Respect, I suppose, is something that has been playing on my mind lately. It makes me think of my childhood, of how my parents always demainded respect, and in some ways my mother still does. What they don’t do, though, is they don’t give respect freely, then feel like victims when they are disrespected. It’s funny to my mind how I see the cycle repeat once more, though damning at the same time.
Funny weird, I mean, not funny haha.
The lounge itself is feeling more spacious, and last night I was finally able to get down on the floor with Hugo and play with him for the first time in, probably years. I felt a little bit emotional about that too, that I really had been all work and no play for so long. It was so good to have room for Matt to watch TV, and for me to play with the dog, and for us all to be happy. Even with the ottoman that I have coming today, it can be pushed back out of the way and I can enjoy a good ol’ tumble with the dog again. I did get a telling off though. Apparently, repeatedly hiding the tennis ball under my knee and then tossing it back in Hugo’s toy box as soon as he dives to retrieve it is not nearly as funny as what Mummy thinks it is. Who knew?

I also freaked my husband out last night, by showing the silicone cable holders that I had ordered for my desk, and that look like real wood. We have black ones aleady – on his desk no less – so it shouldn’t have freaked him out at all, except that when when I bent said holder in a demonstration of the silicone-wood mindfuck, my poor husband nearly fainted. Of all things to send my husband on a trip, I never imagined that a piece of silicone would be it!
“Have I got any mail?” Matt asks this morning.

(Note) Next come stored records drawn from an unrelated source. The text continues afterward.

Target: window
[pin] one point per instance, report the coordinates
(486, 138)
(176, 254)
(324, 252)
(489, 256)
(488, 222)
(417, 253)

I’ve only just made it back to my desk with today’s post.
“Gimme a sec, my ass has only just touched the seat!” I reply.
“Honestly I feel like your… no, nevermind that” I decide. Secretary, I feel like Matt’s secretary. I know better than to tell a Dominant man that I feel like his secretary, though, for he will make it so. The jokes about me answering the phone are already written, given that a lot of people pronouce our surname wrong. If you’ve ever seen Keeping Up Appearances then it’s like that, except that people really do pronounce our surname wrong and I’m not just being posh.
We do have a castle in Scotland under our surname though, so you know.
“No, what?” he pushes.
“Your receptionist” I sigh. He grins. Of course the sadist finds it amusing. Of course he would.
“You know I have an account with Etsy? I can get a name plate made for your new desk, if you like? All nice with a polished brass plate with new your job title on it, just for you” he grins. Ooh, so you have chosen death?
“And I have the lube on my bedside,” I warn. “So, when is it coming?”